Analysis of the introns in genes encoding small G proteins
- Cite this article as:
- Dietmaier, W. & Fabry, S. Curr Genet (1994) 26: 497. doi:10.1007/BF00309940
Because all small G proteins (SGPs) possess a very similar array of structural and functional domains, they are obvious candidates for examining the relationships postulated to exist between the exon-intron structure of genes and the domain structure of the encoded proteins. To address this issue, and to possibly gain insight into the evolution of their introns, we have analyzed positions, sizes, and sequences of 125 introns from 28 SGP genes. These introns were found to be distributed in 60 different locations throughout the aligned sequences, with a preference for the 5′-half of the genes. More than 50% of the positions were found to be shared by two or more genes, and genes encoding SGPs of very similar amino acid sequence (i.e., isotypes) in quite closely related species tend to have most, or all, of their introns in identical locations, indicating a common evolutionary origin (homologous introns).
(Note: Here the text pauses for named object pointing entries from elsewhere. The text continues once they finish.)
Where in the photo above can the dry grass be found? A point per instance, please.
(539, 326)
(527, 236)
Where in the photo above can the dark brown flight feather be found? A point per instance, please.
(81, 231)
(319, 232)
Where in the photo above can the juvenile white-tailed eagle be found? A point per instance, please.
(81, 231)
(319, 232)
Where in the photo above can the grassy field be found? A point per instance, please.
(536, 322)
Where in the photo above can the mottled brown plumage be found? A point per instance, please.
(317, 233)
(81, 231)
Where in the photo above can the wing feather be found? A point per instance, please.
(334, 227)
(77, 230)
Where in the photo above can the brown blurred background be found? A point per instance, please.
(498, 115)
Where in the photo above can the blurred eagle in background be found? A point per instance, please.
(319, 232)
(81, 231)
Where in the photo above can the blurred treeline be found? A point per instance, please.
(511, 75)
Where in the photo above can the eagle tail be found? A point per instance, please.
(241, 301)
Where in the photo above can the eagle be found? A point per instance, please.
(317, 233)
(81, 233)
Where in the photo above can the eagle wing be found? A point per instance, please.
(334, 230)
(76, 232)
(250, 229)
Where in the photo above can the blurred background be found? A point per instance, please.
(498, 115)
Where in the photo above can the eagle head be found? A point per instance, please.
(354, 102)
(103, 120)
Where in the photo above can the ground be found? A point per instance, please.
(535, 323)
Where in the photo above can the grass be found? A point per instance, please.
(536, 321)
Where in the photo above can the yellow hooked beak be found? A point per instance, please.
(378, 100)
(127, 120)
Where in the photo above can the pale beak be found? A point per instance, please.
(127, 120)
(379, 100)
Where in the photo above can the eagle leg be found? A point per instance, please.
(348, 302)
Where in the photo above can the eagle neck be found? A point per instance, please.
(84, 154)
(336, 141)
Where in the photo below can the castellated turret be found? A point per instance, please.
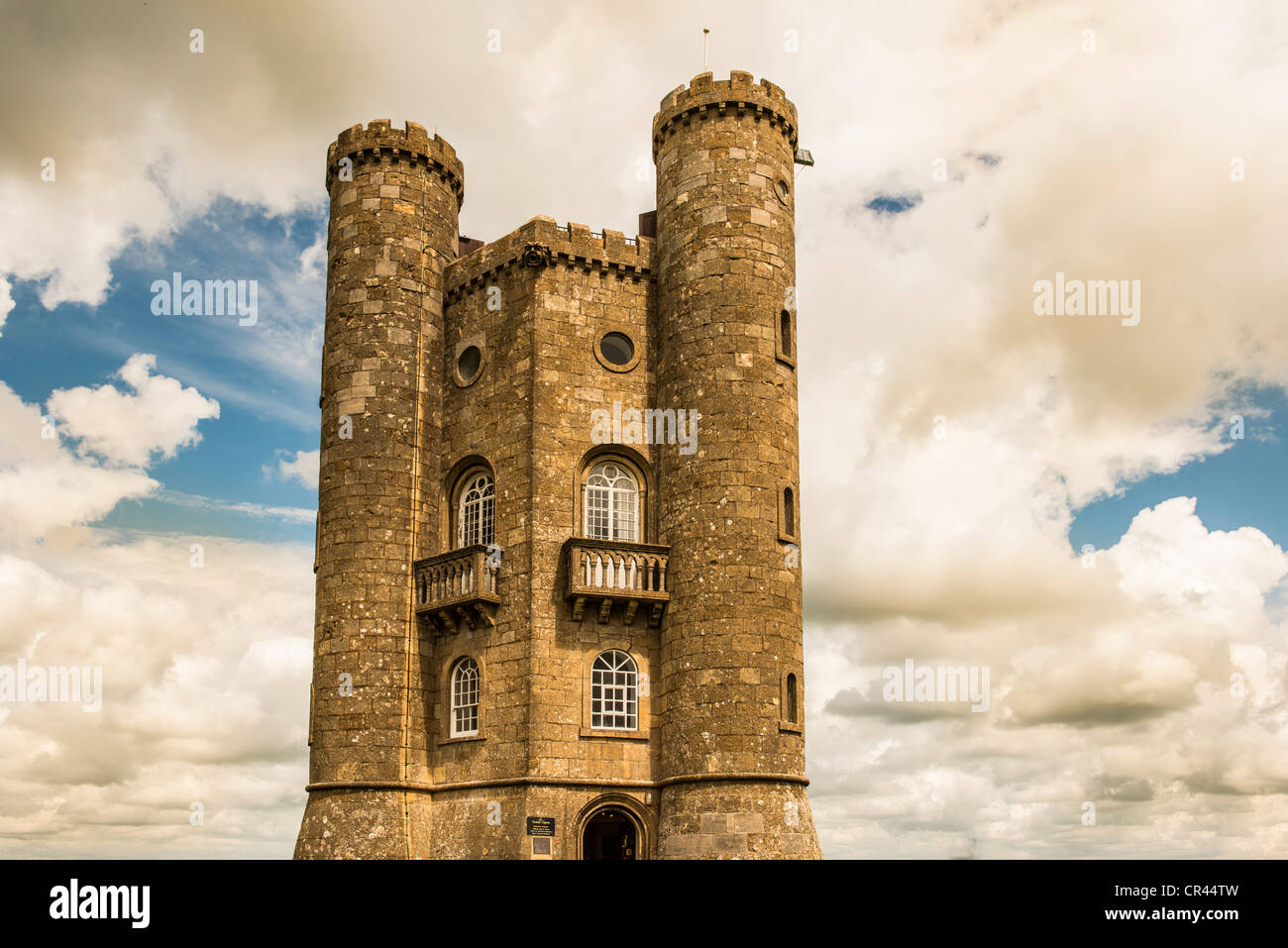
(558, 584)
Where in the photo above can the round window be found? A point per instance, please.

However, with few exceptions, no statistically significant sequence similarity or common folding motif was found between homologous intron pairs. Only three intron positions are shared between members of distantly related SGP subfamilies. These three potentially ancient intron locations fall between regions encoding α-helices or β-sheets, but two of them interrupt regions encoding known functional (guanosine-nucleotide-binding) modules. Intron positions that are occupied only in single genes, or in genes encoding very similar SGPs, do not show any preferential distribution with respect to regions encoding structural or functional motifs. This discordance between exon modules and structural and/or functional protein domains suggests that most, if not all, introns in modern SGP genes arose by independent insertion events after diversification of the various SGP subfamilies, and therefore probably did not participate in the early evolution of these genes.